As a study abroad student at Webster’s London campus, Regent’s American College London, my food journey naturally started in the school cafeteria. There I’m offered an assortment of different dishes, some which clearly try to replicate American meals. The problem with the cafeteria is that everything tastes bland. Somehow the simplest foods make me want the American equivalent. So that’s a bad place from which to judge British food.

Venturing farther off campus yields exactly what you would expect from a commercialized focal point in London: chain restaurants. Chains everywhere. I didn’t leap across the pond to sit in a McDonald’s and eat off the Savers Menu. I came to eat genuine British food. And go to school and write things.

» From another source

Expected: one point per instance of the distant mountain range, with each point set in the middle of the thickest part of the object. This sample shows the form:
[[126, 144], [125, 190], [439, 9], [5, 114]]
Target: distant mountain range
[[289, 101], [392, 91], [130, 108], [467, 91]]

Authentic food came in the form of the British classic: fish and chips. I told myself it would be one of the best things I have ever eaten. It wasn’t really. The fish was bland and just decent, so I was left disappointed in the end. Sure, some restaurants have better methods of making them than others, but so far I’m hardly impressed.

Americans may wonder what else qualifies as pub food. Well, sausage and potatoes topped off with a bit of gravy for starters, but it’s nothing out of the ordinary. Most other pub dishes, such as a burger or sandwich, are in this same category. The idea of pub food seems glorified in the U.S. and likely so—it’s unexplored territory for many. I’ll tell you now that it’s not overtly special.

This is because pub culture isn’t really about the food, it’s about the pint. The well-deserved drink after a long work day. Londoners will be seen in pubs at all hours of the day drinking and having a good time. There is much more emphasis on what a person is drinking rather than eating. I’ve seen snack foods like chips more than full entrees inside pubs.

Unfortunately, if you try to explore the foods of London beyond pubs, you’ll likely be left with the wonders of the Middle East—wonders meaning lamb. Not that this is bad in the slightest, but I’ve seen enough Indian and Persian restaurants to last me a good while. Yet this cuisine has molded with British dining to the point that food here is commonly Indian, Thai or Persian.

So the choices remain: worldwide chain restaurants, pub food, or Middle Eastern cuisine. That’s about it in London. I suppose I had high expectations for my meals here, but food just isn’t a focus in British culture. If Britain is on the trip list, don’t arrive with expectations of an unexplored cuisine. The area has defined it’s cuisine by molding the signature foods of other cultures together. If you do end up coming overseas, I’ll be here with my Pizza Hut and tasteless cafeteria curry.